Here are the things I really love about it:

  1. In one swift move, you can set up fairly complicated lesson sequences, so you can schedule out a series of lessons with just a little (and I mean a LITTLE . . .like a bracket or two) coding.  For example, we’re doing a Bible Study this year. The way the book lays it out, there are 6 weeks of lessons and 5 days each week.  I love the study (I mean, we have REALLY loved the study!), but it’s a little intense to ask my 7 and 5 year-old (especially my wiggly 5 year-old) to sit through quite that much every day. So, I told Scholaric, which I was setting up that my lesson plan for the study that I wanted to do those 6 chapters with 5 lessons in each chapter, except that I wanted to take 2 days to do each lesson.  Some very simple coding based on the guidance on the Scholaric Blog and BAM! my lessons for the entire book were planned out and dropped onto appropriate days.
  2. I can easily share lessons between my children. We all do Bible Study together, along with a few other topics. I can very easily tell Scholaric to put the lesson I’m planning on both children’s lesson plans.
  3. Moving things around is pretty much a breeze.  I have just drag and drop lessons that didn’t get completed today to another day, or I can tell Scholaric to “Bump” the lesson forward (you can bump backward, too). If the subjects are presenting in the order I’d like to see them, I can just drag them around and put them in the order I want them to be in.
  4. I can print off a daily checklist for each child. This has been HUGE in helping my children see what needs to be done each day!

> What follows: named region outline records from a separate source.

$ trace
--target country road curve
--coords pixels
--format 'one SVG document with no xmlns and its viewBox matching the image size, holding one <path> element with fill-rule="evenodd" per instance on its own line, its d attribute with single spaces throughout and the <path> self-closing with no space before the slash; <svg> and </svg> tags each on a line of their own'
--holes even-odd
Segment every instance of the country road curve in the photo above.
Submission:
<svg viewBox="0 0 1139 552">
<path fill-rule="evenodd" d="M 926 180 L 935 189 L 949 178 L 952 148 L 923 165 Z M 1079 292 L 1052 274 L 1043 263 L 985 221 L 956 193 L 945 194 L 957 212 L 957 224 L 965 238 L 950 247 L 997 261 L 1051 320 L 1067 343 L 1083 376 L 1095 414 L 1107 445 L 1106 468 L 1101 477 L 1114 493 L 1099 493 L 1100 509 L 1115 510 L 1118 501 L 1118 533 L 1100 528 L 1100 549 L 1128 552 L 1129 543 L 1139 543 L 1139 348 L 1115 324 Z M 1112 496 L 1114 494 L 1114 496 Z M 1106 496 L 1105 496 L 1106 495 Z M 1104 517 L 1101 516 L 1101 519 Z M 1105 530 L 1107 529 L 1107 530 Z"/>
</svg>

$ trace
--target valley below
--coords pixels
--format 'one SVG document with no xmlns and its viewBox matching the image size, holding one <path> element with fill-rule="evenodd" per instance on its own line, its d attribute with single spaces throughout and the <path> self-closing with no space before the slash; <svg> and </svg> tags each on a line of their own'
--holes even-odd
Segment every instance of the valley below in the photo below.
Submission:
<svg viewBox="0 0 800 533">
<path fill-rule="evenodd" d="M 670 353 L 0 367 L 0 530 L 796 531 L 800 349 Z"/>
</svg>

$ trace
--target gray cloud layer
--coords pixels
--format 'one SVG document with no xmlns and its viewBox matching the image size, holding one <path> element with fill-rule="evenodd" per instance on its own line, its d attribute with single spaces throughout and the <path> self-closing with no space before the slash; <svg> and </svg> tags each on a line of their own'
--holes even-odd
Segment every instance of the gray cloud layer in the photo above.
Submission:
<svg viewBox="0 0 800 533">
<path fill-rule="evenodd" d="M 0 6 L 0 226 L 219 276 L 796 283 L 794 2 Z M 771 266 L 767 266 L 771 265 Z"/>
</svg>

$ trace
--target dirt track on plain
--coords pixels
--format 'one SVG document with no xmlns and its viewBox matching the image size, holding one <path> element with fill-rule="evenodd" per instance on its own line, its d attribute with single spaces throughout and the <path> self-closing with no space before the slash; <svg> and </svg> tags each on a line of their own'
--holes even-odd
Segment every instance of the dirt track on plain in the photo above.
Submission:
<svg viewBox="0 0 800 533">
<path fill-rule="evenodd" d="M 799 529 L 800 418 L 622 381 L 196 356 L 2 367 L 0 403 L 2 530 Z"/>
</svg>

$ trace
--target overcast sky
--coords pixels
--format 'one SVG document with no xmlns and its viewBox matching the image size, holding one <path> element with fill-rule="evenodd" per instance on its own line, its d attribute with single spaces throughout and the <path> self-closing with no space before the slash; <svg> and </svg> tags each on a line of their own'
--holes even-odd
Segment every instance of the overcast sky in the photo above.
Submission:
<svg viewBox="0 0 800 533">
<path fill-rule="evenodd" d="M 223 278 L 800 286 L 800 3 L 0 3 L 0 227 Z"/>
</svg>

Here are a few of the things that I’m not so crazy about:

  1. It’s not beautiful.  Did I mention that the Homeschool Helper App is beautiful?  It is.  I do take pleasure in spending time in attractive software.  BUT, this basic web based app is SO functional and well thought out that I really don’t mind too much.  Maybe one day, if enough people realize that it’s out there and what a pleasure it is to use, the developer will have some time to invest in making it pretty.  In the meantime, I’m just thrilled that it works so well!
  2. The drag and drop feature for moving lessons around doesn’t work between weeks.  The “bump” feature does, but there are times when I’d like to be able to just drag one single lesson to a day during the next week.  There are ways to make it work, but it’s a feature that I would enjoy.
  3. It’s a web-based program.  I actually like this part. I can access is from any computer. I can even pull it up on my phone and my iPad. No syncing is required, since you’re always working within the same web-based program. But some things just don’t work quite as well in my iPad as they do on my computer. It’s not major, but if you plan to ONLY use a mobile device, this might not be the program for you.

On the whole, I think Scholaric is fantastic, and while I’m sure you’re convinced at this point that I was paid to write this review or compensated with some sort of use of the program, that is not the case. This is really and truly just a review of an online planning program that was designed with Homeschoolers in mind that I really love. We have accomplished SO much more this past month using Scholaric than we ever would have without it.  I just hope that it will be as helpful for someone else as it has been for me!


Note: There are affiliate links in this post.  None of those links are to Scholaric. I received no commensuration for this entirely unsolicited review.